Laura Nasrallah, Buckingham Professor of New Testament Criticism and Interpretation at Yale Divinity School, was honored by the University of Oslo with an honorary doctorate at its annual celebration on September 2.
The university recognized Nasrallah for her research and teaching. While in Oslo, she offered a lecture titled “Speaking in Tongues: Testing the Limits of Language in Antiquity and Beyond” and a seminar on the topic of “Justice and Ancestral Fault: What We Might Learn at the Areopagus.”
Laura Nasrallah has been a member of the YDS faculty since 2019, with joint appointment in Yale’s Department of Religious Studies. She served on the Harvard Divinity School faculty from 2003 to 2019.
Nasrallah’s most recent book is Ancient Christians and the Power of Curses: Magic, Aesthetics, and Justice (Cambridge University Press, 2024). The book uses twentieth- and twenty-first century art—particularly the poetry, paintings, and sculpture of contemporary Black artists—as theoretical frameworks for understanding ritual objects and practices from the ancient Mediterranean world.
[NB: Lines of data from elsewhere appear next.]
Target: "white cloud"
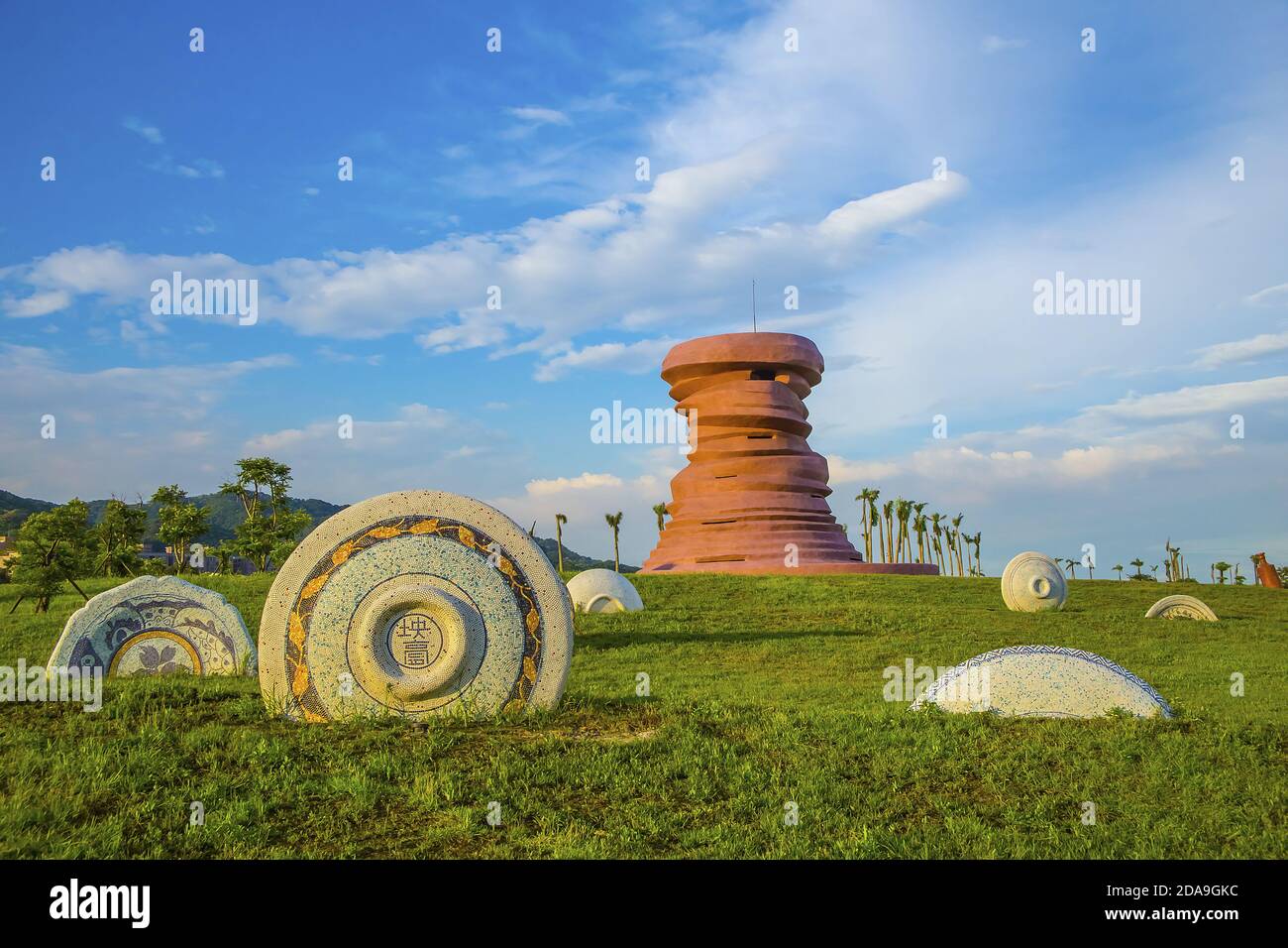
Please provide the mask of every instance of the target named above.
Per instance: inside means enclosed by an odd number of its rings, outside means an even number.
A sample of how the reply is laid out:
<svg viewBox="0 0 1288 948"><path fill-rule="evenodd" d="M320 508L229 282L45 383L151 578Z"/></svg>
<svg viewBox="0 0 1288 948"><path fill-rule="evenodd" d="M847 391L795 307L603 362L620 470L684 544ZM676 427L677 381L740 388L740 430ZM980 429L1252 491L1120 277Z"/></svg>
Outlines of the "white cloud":
<svg viewBox="0 0 1288 948"><path fill-rule="evenodd" d="M161 134L161 129L158 129L155 125L148 125L142 119L137 119L134 116L126 116L121 121L121 126L135 133L137 135L139 135L151 144L165 144L165 135Z"/></svg>
<svg viewBox="0 0 1288 948"><path fill-rule="evenodd" d="M1218 342L1215 346L1204 346L1198 350L1198 359L1194 361L1194 368L1217 369L1222 365L1251 362L1266 356L1278 356L1283 352L1288 352L1288 330L1283 333L1262 333L1251 339L1235 339L1234 342Z"/></svg>
<svg viewBox="0 0 1288 948"><path fill-rule="evenodd" d="M128 254L116 246L58 250L10 267L28 288L98 294L144 303L153 279L184 276L260 280L260 320L305 335L379 338L428 320L417 337L435 352L500 346L549 350L582 331L659 321L726 319L733 288L748 273L766 281L826 281L853 271L872 242L965 191L965 178L918 181L855 199L818 223L777 222L721 230L730 204L779 166L775 150L756 146L708 165L659 174L653 190L626 195L510 231L451 237L397 253L334 252L322 259L264 266L222 254ZM665 273L666 280L658 280ZM488 288L502 307L489 310ZM535 334L535 335L533 335Z"/></svg>
<svg viewBox="0 0 1288 948"><path fill-rule="evenodd" d="M1244 302L1249 303L1251 306L1288 306L1288 282L1282 282L1278 286L1266 286L1266 289L1264 290L1257 290Z"/></svg>
<svg viewBox="0 0 1288 948"><path fill-rule="evenodd" d="M546 360L537 368L533 378L537 382L554 382L577 369L614 370L627 374L657 371L662 357L679 339L640 339L639 342L605 342L569 350L563 355Z"/></svg>
<svg viewBox="0 0 1288 948"><path fill-rule="evenodd" d="M1086 415L1109 415L1135 420L1188 418L1200 414L1224 414L1274 401L1288 401L1288 375L1224 382L1212 386L1186 386L1172 392L1128 395L1110 405L1094 405Z"/></svg>
<svg viewBox="0 0 1288 948"><path fill-rule="evenodd" d="M48 290L32 293L21 299L5 299L4 311L8 316L48 316L71 306L72 298L67 290Z"/></svg>
<svg viewBox="0 0 1288 948"><path fill-rule="evenodd" d="M518 108L506 108L507 115L519 119L520 121L531 123L533 125L571 125L572 119L556 108L541 108L538 106L519 106Z"/></svg>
Her previous books include Archaeology and the Letters of Paul; Christian Responses to Roman Art and Architecture: The Second-Century Church Amid the Spaces of Empire; and An Ecstasy of Folly: Prophecy and Authority in Early Christianity.
Nasrallah’s publications list also includes several co-edited volumes, and she is the creator of the Letters of Paul website and online course.